How To Make Money By Giving A Free Course

Suppose you could give away free access to a course to anyone and everyone.

And further suppose that by giving away the course, you can make $10,000 a month.

Interested? Here’s how one bloke (we’ll call him Jim) is doing exactly that:

Jim created a large, comprehensive course aimed at newbies who want to start an online business.

Mind you, he didn’t create it from scratch. Rather, he took the best PLR he could find and repurposed it into a massive course that teaches people all of the main methods of online marketing, such as PPC, affiliate marketing, list building, flipping websites, Amazon, selling software, creating info products, blogging and so forth.

In the course, he includes the basics of each method and encourages his students to choose a method and get busy building their business.

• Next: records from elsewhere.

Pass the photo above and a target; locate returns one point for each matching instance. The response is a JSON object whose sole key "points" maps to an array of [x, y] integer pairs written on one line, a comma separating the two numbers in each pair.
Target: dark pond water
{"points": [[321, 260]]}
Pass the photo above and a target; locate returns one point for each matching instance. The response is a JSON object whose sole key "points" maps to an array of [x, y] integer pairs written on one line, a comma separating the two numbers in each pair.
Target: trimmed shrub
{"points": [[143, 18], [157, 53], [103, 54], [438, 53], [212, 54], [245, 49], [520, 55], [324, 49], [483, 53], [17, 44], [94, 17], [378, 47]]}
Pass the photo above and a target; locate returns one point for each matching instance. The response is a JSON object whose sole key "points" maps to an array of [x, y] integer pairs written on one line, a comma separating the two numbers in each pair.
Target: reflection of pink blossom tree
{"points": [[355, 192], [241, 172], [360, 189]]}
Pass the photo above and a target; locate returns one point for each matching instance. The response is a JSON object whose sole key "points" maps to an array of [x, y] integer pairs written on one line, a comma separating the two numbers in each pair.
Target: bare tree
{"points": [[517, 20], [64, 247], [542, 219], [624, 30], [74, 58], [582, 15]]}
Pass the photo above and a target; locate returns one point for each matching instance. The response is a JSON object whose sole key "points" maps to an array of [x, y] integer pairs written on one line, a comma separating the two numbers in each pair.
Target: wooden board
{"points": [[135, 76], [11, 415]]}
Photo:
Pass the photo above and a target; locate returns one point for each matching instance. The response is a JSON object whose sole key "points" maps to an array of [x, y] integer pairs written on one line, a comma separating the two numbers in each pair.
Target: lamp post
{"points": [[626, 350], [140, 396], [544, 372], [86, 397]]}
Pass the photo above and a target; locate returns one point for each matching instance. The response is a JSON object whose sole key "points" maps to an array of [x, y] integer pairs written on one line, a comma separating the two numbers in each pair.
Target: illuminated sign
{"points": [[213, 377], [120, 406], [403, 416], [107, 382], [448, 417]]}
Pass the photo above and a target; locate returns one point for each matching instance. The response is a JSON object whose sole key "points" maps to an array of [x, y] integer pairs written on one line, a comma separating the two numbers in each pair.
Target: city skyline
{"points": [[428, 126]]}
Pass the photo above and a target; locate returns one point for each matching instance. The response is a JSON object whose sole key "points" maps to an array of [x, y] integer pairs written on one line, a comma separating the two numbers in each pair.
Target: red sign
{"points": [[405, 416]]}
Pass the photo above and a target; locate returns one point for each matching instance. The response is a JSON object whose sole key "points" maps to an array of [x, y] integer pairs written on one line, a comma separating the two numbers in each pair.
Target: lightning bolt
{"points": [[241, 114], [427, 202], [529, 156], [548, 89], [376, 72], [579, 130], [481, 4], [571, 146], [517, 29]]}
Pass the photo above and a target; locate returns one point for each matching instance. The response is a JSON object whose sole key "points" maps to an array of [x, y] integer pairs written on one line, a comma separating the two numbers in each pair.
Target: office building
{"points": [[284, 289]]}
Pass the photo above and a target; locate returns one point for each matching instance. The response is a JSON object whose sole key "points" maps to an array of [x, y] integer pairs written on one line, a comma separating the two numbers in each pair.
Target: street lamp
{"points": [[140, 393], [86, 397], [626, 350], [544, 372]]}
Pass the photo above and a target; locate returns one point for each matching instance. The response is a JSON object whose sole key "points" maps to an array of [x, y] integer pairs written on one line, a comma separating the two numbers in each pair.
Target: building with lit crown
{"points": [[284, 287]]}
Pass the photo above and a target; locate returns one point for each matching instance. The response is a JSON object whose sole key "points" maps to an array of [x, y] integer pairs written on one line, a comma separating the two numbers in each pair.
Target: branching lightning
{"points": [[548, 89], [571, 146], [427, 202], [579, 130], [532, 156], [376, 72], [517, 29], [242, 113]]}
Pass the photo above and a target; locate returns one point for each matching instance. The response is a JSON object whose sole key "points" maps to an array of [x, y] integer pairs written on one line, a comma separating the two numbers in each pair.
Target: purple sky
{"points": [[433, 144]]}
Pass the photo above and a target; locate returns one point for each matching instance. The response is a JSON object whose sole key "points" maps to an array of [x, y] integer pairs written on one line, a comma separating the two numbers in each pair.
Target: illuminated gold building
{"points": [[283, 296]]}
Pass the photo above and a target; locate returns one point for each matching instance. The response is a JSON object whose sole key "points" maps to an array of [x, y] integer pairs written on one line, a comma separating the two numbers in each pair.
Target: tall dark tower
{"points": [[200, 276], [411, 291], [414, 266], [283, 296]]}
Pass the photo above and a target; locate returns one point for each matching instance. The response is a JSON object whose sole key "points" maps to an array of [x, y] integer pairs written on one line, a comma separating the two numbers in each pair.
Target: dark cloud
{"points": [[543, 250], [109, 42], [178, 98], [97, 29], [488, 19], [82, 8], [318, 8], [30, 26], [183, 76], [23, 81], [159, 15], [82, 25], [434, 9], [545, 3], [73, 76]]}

Then for each method, he promotes an affiliate link for the ‘best’ in-depth course in each category.

Now pay attention to this next bit – he only promotes recurring courses. That is, membership type courses and sites that bill month after month.

So when he makes a sale, he’s going to continue to get paid on it for as long as that person remains a member.

It gets even better, because he also promotes related products such as web hosting, autoresponders and so forth. Anything that makes sense, works and bills monthly is a product he’s likely to promote.

And he doesn’t even stop there. He is also creating his own recurring courses on each topic. Once he finishes a course, he puts it online and then changes the corresponding affiliate links to his own course.

He likes to make each course a set length of time such as six to eight months, because he’s found the students tend to stay longer and pay more when there is an ‘end’ in sight.

And of course inside each of his own courses, he promotes corresponding products that help his students build their businesses better and faster.

He does all of this by first building trust with his list, showing that he knows what he is talking about, and being the reader’s advocate and teacher.

Creating the trust is crucial, and it’s pretty darn easy, too. When you tell your readers the good and the bad of any money making method, they start to trust you. Remember, most marketing emails for online business type products are only telling the subscribers how great something is. They don’t tell what’s not so great. But he always gives his opinion, both good and bad, and because of that people love him, trust him and pretty much do whatever he says to do.

So by the time he gets around to promoting affiliate links, his readers are taking his suggestions without a second thought.

I know he’s earning at least $10,000 a month with this method, and frankly he’s not working all that hard, either. The main thing he focuses on is continuing to bring new people into his free course, knowing that eventually he will make one or more sales to many of them. And when he does, those sales will be recurring.

It’s a great business model and one that almost anyone can duplicate. Remember that your target market is newbies and folks who haven’t seen much success yet in their online business.

And you can monetize this even further if you like, by promoting special deals to your readers who have been with you long enough to trust you, as well as selling solo mailings to other marketers.

One thing – if you decide to sell solo ads, I’d advise you generally only send the ads to those subscribers who have not purchased from you. It’s a way to monetize your non-buyers, without annoying or losing any of your customers.

Now you might be wondering – how do you give away your course? The fastest way to do it without relying on other list owners is to set up a funnel in which you drive paid traffic. Ideally the funnel is self-liquidating, so that it pays for itself. And you can do this by advertising your free course, and then having a backend product that allows you to break even.

Make sure your backend product is a great one with tremendous value, and you’ll do fine.